Data can be visualized by different methods

Simple Van-Krevelen diagramm. By default CHO formulas is blue, CHON is orange, CHOS is green, CHONS is red. There is no S, so it is only two colors here

draw.vk(spec)

png

We can plot it with density axis

draw.vk(spec, draw.scatter_density)

png

Or do it with any of metrics in spectrum. For example, NOSC vs DBE-OC

draw.scatter(spec, x='NOSC', y='DBE-OC')
draw.scatter_density(spec, x='NOSC', y='DBE-OC')

png

We can plot separate density

draw.density(spec, 'AI')

png

Or plot 2D kernel density scatter

draw.density_2D(spec, x='NOSC', y='DBE-OC')

png

We can plot Kendric diagramm by command

draw.scatter(spec, x='Ke', y='KMD')

png

Molecular class

We can get average density of molecular classes of brutto formulas in spectrum

spec.get_mol_class()

	class	density
0	unsat_lowOC	0.553290
1	unsat_highOC	0.404771
2	condensed_lowOC	0.000409
3	condensed_highOC	0.000278
4	aromatic_lowOC	0.010322
5	aromatic_highOC	0.000261
6	aliphatics	0.008320
7	lipids	0.003229
8	N-satureted	0.009970
9	undefinded	0.009150

Metrics

We can get any metrics that avarage by weight of intensity.

spec.get_mol_metrics()

	metric	value
0	AI	-0.016670
1	C	24.216486
2	CAI	12.502903
3	CRAM	0.798058
4	C_13	0.231241
5	DBE	12.569666
6	DBE-O	0.742390
7	DBE-OC	0.027562
8	DBE_AI	0.624843
9	H	25.873668
10	H/C	1.057624
11	N	0.117547
12	NOSC	-0.064638
13	O	11.827276
14	O/C	0.489112
15	mass	509.495873

spec.get_mol_metrics(metrics=['AI', 'DBE', 'NOSC', 'H/C', 'O/C'])

	metric	value
0	AI	-0.016670
1	DBE	12.569666
2	H/C	1.057624
3	NOSC	-0.064638
4	O/C	0.489112

We can avarage the same by mean or other function(max, min, std, median)

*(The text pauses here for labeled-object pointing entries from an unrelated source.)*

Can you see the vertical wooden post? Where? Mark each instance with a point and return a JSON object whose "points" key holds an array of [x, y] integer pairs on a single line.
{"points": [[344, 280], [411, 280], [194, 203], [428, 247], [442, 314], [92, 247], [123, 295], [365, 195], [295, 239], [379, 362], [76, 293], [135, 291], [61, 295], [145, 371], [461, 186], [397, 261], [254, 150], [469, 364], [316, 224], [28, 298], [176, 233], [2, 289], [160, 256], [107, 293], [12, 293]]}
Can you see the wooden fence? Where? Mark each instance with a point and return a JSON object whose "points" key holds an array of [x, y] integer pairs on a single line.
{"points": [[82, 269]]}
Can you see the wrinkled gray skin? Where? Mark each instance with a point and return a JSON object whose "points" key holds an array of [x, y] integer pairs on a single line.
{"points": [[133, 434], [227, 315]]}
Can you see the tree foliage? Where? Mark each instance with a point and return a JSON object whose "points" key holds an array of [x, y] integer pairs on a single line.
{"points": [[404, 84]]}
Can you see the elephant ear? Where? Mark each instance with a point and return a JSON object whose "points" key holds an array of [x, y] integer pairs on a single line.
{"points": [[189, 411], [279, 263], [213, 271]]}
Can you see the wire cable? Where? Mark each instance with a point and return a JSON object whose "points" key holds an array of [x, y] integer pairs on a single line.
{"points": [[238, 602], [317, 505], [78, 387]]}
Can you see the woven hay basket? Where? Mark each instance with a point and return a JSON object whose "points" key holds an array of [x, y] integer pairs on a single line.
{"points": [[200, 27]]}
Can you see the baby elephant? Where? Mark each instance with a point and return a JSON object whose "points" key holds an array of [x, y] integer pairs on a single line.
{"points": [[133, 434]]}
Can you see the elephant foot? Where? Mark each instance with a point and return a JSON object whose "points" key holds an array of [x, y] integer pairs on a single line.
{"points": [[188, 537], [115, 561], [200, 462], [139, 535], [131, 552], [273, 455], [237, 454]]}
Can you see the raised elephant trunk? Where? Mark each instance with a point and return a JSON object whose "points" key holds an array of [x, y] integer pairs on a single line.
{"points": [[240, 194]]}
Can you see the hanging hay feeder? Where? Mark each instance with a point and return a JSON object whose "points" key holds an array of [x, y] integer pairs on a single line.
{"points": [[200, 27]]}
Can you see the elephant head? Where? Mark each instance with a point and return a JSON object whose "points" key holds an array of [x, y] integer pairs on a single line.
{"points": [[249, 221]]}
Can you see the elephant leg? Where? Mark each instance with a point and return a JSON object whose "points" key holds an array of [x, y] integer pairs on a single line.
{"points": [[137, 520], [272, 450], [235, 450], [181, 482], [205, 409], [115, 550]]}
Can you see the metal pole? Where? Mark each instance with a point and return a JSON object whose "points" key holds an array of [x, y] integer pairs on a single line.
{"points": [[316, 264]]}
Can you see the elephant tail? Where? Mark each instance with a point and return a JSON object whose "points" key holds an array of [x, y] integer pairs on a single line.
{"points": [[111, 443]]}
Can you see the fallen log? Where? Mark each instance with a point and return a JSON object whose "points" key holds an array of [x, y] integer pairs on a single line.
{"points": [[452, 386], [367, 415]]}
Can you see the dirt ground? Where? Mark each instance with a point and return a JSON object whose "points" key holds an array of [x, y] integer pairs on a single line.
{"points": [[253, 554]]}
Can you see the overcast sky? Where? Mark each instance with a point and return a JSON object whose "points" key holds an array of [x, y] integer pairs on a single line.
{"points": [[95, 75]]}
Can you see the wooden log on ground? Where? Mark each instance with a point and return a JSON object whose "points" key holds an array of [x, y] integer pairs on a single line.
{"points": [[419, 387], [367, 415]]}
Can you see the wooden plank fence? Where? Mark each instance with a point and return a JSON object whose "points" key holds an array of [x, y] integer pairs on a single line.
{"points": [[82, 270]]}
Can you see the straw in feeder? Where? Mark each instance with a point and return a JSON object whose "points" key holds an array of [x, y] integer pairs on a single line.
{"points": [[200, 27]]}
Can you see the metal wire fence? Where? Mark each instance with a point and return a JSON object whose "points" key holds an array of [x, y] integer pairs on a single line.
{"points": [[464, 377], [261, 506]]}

spec.get_mol_metrics(metrics=['AI', 'DBE', 'NOSC', 'H/C', 'O/C'], func='mean')

	metric	value
0	AI	-0.099484
1	DBE	12.824626
2	H/C	1.088260
3	NOSC	-0.117060
4	O/C	0.462034

Also we can split VanKrevelen diagramm to squares and calculate density in each squares

spec.get_squares_vk(draw=True)

	value	square
0	0.000059	1
1	0.001766	2
2	0.002253	3
3	0.003180	4
4	0.003691	5
5	0.001909	6
6	0.207173	7
7	0.257413	8
8	0.019422	9
9	0.002741	10
10	0.001424	11
11	0.144290	12
12	0.333394	13
13	0.012810	14
14	0.001791	15
15	0.000304	16
16	0.001035	17
17	0.003152	18
18	0.001605	19
19	0.000586	20

png

It may also be useful to calculate the dependence od DBE vs nO. By fit the slope we can determinen state of sample

spec.get_dbe_vs_o(draw=True, olim=(5, 18))

(0.5649594882493085, 6.118940572968191)

png

Using the obtained metrics, it is possible to classify samples by origin or property, train different models.